Trichomoniasis is a sexually transmitted disease caused by a parasite. This infection usually affects the vagina, for women, and the urethra in men.

How do you know if you have a bacterial vaginal infection? While some vaginal discharge is normal, in varying amounts over the menstrual cycle, it normally is clear to white and has little to no odor. You should become concerned if the discharge acquires an abnormal color (such as green), has a strong, unpleasant odor, or drastically changes consistency or amount. Yeast infections can usually be identified by their “cottage cheese” consistency and whitish-gray color.

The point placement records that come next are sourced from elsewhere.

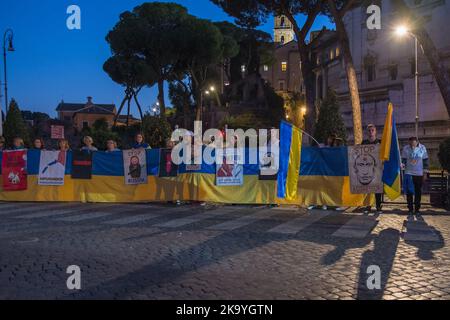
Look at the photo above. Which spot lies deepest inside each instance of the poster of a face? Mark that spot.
(229, 172)
(135, 165)
(365, 169)
(268, 168)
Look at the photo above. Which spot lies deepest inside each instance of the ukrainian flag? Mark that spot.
(290, 157)
(390, 154)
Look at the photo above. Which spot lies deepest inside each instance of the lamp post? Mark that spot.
(8, 36)
(402, 31)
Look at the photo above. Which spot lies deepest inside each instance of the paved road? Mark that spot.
(156, 251)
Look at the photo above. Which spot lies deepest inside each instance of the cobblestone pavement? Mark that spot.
(162, 251)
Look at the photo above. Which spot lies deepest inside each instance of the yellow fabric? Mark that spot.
(312, 190)
(386, 140)
(395, 191)
(294, 164)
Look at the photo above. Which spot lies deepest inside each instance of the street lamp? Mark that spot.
(401, 31)
(7, 37)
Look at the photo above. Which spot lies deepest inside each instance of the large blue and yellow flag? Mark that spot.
(390, 154)
(290, 157)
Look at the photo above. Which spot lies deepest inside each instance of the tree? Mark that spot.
(156, 131)
(152, 32)
(330, 119)
(100, 133)
(444, 154)
(14, 125)
(202, 48)
(252, 13)
(337, 10)
(437, 64)
(133, 73)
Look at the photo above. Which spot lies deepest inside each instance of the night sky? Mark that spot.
(52, 63)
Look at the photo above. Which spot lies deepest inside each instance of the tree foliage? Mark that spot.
(15, 125)
(100, 133)
(156, 130)
(444, 154)
(330, 119)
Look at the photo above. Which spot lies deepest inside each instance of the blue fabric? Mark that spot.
(392, 167)
(285, 150)
(315, 162)
(408, 184)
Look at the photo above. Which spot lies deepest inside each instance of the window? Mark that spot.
(370, 72)
(393, 72)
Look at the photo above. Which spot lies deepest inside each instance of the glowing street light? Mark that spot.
(401, 31)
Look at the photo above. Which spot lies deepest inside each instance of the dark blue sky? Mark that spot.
(52, 63)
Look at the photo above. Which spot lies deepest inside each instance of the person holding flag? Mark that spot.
(390, 155)
(290, 158)
(415, 162)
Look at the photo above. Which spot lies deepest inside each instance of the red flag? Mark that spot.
(14, 170)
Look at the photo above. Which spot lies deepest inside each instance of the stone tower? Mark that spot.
(283, 31)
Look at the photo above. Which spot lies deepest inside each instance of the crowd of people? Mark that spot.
(414, 158)
(17, 143)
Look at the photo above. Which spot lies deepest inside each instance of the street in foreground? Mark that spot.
(160, 251)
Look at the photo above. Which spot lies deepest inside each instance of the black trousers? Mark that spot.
(416, 198)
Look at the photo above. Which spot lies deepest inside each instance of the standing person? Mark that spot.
(88, 144)
(2, 144)
(63, 145)
(139, 142)
(415, 162)
(18, 144)
(372, 139)
(38, 144)
(111, 146)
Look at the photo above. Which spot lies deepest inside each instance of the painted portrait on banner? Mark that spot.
(52, 168)
(230, 172)
(365, 169)
(14, 170)
(135, 166)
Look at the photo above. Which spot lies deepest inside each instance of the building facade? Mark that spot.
(385, 68)
(83, 115)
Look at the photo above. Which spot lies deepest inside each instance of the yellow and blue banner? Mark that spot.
(390, 154)
(323, 180)
(290, 160)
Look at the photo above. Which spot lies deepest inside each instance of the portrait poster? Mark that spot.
(365, 169)
(135, 166)
(166, 166)
(52, 168)
(268, 166)
(14, 170)
(231, 171)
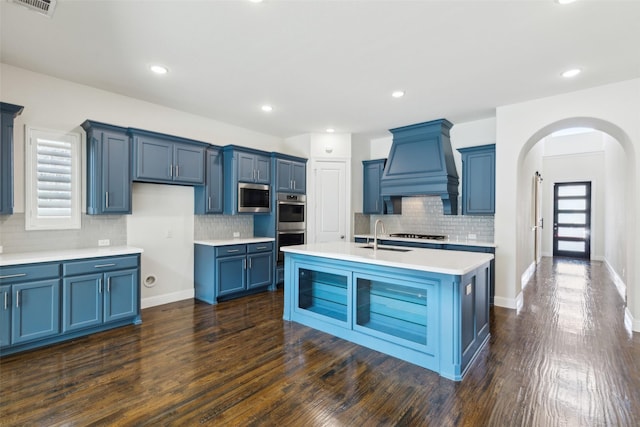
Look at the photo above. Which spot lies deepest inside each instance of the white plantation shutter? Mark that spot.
(53, 180)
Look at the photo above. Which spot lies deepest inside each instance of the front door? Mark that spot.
(572, 219)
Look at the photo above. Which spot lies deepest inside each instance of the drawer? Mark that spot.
(28, 272)
(96, 265)
(231, 250)
(259, 247)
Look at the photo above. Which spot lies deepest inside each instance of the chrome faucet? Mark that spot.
(375, 233)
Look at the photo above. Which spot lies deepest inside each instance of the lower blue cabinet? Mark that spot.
(42, 304)
(232, 270)
(35, 310)
(94, 299)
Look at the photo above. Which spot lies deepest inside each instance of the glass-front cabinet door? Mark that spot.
(324, 293)
(399, 311)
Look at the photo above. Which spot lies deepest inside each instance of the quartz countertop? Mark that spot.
(432, 260)
(238, 241)
(66, 254)
(461, 242)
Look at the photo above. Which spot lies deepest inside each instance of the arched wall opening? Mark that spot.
(619, 202)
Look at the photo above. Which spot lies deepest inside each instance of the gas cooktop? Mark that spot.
(418, 236)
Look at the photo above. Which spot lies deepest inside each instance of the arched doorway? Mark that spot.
(615, 202)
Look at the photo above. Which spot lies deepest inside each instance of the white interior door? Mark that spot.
(330, 207)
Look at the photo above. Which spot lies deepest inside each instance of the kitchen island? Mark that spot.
(429, 307)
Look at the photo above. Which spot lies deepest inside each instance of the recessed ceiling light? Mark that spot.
(571, 73)
(159, 69)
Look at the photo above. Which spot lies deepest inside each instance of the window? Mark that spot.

If you have a burning or itching sensation around the vagina or during urination, this is also a sign of some sort of infection.

However, as mentioned earlier, it is important not to self-diagnose. Undiagnosed or untreated infections can have serious effects on your fertility, among other things; especially in the case of yeast infections, which can spread to other parts and organs of the body, even causing life-threatening systemic infections. If you are showing symptoms of a vaginal infection, visit your doctor for the appropriate diagnosis and treatment.